You aren’t alone. These are the thoughts that plague over half of American workers every day. The number of bored, disengaged workers is higher than ever, and according to a 2018 study by Mercer, over 34% of people admit planning to leave their current role within the next two months. These feelings only escalate as one climbs higher up the corporate ladder – more competitive positions come with more responsibilities. As the tasks pile on, many executives find themselves suffering from exhaustion, cynicism, and overall inefficiency in the workplace. The technical term for this is “executive burnout,” and while it may seem inevitable, there are steps that can be taken to find balance and peace in the midst of the perpetual corporate chaos.

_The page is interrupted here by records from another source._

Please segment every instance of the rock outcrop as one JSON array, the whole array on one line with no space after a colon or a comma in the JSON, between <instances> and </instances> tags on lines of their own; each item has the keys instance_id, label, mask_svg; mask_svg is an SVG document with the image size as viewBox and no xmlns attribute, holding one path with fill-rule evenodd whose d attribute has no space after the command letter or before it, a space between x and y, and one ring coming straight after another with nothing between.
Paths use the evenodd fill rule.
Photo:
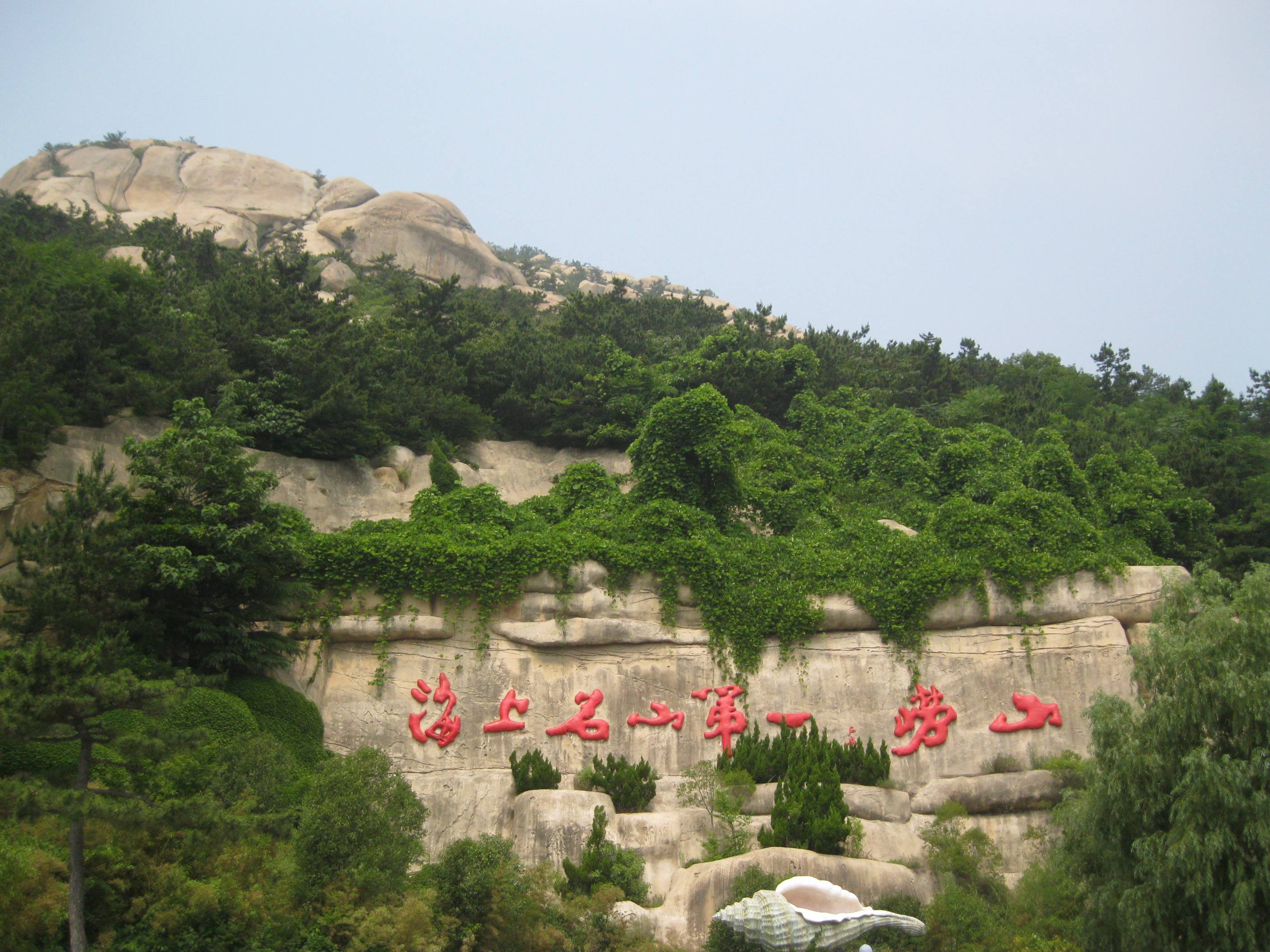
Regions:
<instances>
[{"instance_id":1,"label":"rock outcrop","mask_svg":"<svg viewBox=\"0 0 1270 952\"><path fill-rule=\"evenodd\" d=\"M298 232L309 251L343 249L354 261L396 255L403 268L464 286L525 287L450 201L422 192L381 195L358 179L315 175L236 149L124 140L41 152L0 176L0 192L42 204L117 213L128 225L175 215L190 228L216 228L217 244L257 253Z\"/></svg>"}]
</instances>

Heather Clark-Peckerman, the Denver Executive Coach in charge of Stratengy, has held many leadership training conferences on the subject. She’s broken down the way to achieve (and maintain!) work-life balance throughout the Pathfinder Program: a step-by-step program that focuses on corporate balance. According to Heather, there are 5 main categories that must be satisfied for one to feel fulfilled.
Career and Business: Your career should be an exciting journey, not a burden. Make sure you are setting goals not only for your own career, but also for your business. Celebrate meeting these goals and replace them as they are reached. Another great strategy is to take advantage of seminars hosted by experts in your field. There’s a good chance that they’ve dominated the same issues you’re currently facing!
Finances: It’s impossible to feel balanced when you’re in debt or unable to budget efficiently. Once your finances become organized, your wealth, along with your peace of mind, will begin to increase.
Friends and Family: Close relationships are important, and having strong ties outside of the workplace will help to differentiate between the work sphere and your personal life.
Physical Health: You get out what you put in. In order to feel healthier and more balanced, the key is to treat your body with kindness. By engaging in physical activity every day and eating healthy, you and your body will thrive.
Spirituality: Whether it be through church, meditation, or enjoying a quiet spot of nature, finding something that calms your soul and brings you peace is a crucial part of work-life balance.
The most important thing is to keep in mind that executive Burnout is a very real and valid issue. It’s difficult to find the sweet spot in between making time for family and managing the responsibilities of the office. Think about what the ideal work schedule would be for you, and then begin taking steps to achieve it. Being at the top feels great, but it’s not worth sacrificing your sanity. Every once in a while, remember to take some time for yourself.